Andy Green: So, I think what I’m referring to is what they call the Impact Assessment.
Sheila FitzPatrick: Privacy Impact Assessments have to be conducted now anytime… and we’ve always… Anytime I’ve worked with any company, I’ve implemented Privacy Impact Assessments. They’re now required under the new GDPR for any collection of any personal data.
Andy Green: But sensitive data… I think they talked about a DNA data or bio-related data.
Sheila FitzPatrick: Oh no. So, what you’re doing… What happened under GPDR, they have expanded the definition of personal data. And so that not the sensitive, that’s expanding the definition of personal data to include biometric information, genetic information, and location data. That data was never included under the definition of personal data. Because the belief was, well you can’t really tie that back to an individual. They have found out since the original laws put in place that yes you can indeed tie that back to an individual. So, that is now included into the definition.
Andy Green: In sort of catching up a little bit with that technology?
Sheila FitzPatrick: Yeah. Exactly. But part of what GPDR did was it went from being a law around processing of personal data to a law that really moves you into the digital age. So, it’s anything about tracking or monitoring or tying different aspects or elements of data together to be able to identify a person. So, it’s really entering into the digital age. So, it’s trying to catch up with new technology.
Andy Green: I have one more question on the GDPR subject. There’s some mention in the law about sort of outside bodies can certify…?
Sheila FitzPatrick: Well, they’re talking about having private certifications and privacy codes. Right now, those are not in place. The highest standard you have right now for privacy law is what’s call Binding Corporate Rules. And so companies that have their Binding Corporate rules in place, there’s only less than a hundred companies worldwide that have those. And actually, I’ve written them for a number of companies, including Netapp has Binding Corporate rules in place. That is the gold standard.
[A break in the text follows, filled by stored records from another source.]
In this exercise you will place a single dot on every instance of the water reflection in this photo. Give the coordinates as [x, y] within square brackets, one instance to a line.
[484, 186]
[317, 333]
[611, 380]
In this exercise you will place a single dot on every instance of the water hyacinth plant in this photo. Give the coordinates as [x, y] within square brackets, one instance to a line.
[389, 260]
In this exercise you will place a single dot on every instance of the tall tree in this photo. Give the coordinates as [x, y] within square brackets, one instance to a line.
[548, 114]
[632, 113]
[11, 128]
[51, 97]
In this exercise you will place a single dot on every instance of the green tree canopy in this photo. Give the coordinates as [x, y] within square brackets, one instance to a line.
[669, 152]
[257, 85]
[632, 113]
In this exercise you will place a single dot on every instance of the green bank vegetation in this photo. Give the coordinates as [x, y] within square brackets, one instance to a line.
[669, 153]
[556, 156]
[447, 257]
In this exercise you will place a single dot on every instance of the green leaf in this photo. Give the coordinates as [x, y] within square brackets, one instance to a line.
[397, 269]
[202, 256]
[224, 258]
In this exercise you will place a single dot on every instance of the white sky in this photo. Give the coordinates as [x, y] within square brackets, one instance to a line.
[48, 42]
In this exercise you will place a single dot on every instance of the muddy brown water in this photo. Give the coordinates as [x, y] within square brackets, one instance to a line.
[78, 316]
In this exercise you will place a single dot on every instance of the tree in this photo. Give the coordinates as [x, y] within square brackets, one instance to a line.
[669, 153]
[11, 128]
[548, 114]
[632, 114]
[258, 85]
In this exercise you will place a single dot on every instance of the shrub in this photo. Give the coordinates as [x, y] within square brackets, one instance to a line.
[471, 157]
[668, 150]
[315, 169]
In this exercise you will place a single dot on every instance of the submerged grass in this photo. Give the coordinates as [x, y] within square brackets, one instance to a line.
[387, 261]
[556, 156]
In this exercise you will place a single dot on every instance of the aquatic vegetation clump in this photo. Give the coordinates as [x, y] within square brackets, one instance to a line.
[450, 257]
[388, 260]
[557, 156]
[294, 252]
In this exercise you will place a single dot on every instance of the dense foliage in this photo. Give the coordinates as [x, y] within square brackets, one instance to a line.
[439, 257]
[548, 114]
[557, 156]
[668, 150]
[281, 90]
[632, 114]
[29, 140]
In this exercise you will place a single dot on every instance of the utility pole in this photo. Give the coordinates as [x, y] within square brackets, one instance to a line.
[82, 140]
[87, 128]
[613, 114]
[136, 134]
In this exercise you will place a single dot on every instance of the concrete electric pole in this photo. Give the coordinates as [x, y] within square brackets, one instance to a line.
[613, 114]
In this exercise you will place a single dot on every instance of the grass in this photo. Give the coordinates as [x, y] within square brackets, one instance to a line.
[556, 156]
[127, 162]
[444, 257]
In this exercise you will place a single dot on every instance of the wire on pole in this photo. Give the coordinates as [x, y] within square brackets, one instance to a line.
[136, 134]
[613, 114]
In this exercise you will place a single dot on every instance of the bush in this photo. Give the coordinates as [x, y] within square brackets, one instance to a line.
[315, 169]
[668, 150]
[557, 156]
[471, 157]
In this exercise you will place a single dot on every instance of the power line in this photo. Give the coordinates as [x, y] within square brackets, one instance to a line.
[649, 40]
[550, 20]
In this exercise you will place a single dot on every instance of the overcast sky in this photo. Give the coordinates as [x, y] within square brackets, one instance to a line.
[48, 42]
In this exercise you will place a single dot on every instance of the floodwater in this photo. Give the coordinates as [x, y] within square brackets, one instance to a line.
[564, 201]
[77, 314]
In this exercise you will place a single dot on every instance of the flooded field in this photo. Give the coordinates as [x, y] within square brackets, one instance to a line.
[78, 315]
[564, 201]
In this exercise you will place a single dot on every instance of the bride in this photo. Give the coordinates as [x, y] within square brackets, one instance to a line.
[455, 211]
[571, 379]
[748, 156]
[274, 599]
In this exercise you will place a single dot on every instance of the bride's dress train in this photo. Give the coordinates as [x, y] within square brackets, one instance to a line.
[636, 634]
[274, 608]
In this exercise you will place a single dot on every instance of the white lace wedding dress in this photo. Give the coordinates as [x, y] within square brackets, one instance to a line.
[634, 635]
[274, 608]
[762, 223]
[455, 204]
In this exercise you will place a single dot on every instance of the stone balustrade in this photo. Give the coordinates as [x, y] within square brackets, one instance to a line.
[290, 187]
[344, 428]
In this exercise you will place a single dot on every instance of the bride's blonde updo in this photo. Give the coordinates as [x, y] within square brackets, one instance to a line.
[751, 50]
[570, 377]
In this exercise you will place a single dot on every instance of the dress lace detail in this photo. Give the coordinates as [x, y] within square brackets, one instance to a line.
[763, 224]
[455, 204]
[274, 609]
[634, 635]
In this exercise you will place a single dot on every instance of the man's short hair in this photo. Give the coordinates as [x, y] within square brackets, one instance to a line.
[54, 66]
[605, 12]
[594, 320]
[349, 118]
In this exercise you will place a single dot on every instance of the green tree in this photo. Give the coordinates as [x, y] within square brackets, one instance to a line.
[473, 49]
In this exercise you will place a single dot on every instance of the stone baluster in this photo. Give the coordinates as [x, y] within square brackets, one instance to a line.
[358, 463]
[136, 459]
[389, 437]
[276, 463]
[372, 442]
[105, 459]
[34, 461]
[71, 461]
If you have BCRs, you are 90% compliant with GDPR. But the additional certifications that they’re talking about aren’t in place yet.
Andy Green: So, it may be possible to get a certification from some outside body and that would somehow help prove your… I mean, so if an incident happens and the DPA looks into it, having that compliance should help a little bit in terms of any kind of enforcement action?
Sheila FitzPatrick: yes, it certainly will once they come up with what those are. Unless you have Binding Corporate Rules. But right now… I mean if you’re thinking something like a trustee. No. there is no trustee certification. Trustee is a US certification for privacy, but it’s not a certification for GDPR.
Andy Green: Alright. Well, thank you so much. I mean these are questions that, I mean it’s great to talk to an expert and get some more perspective on this.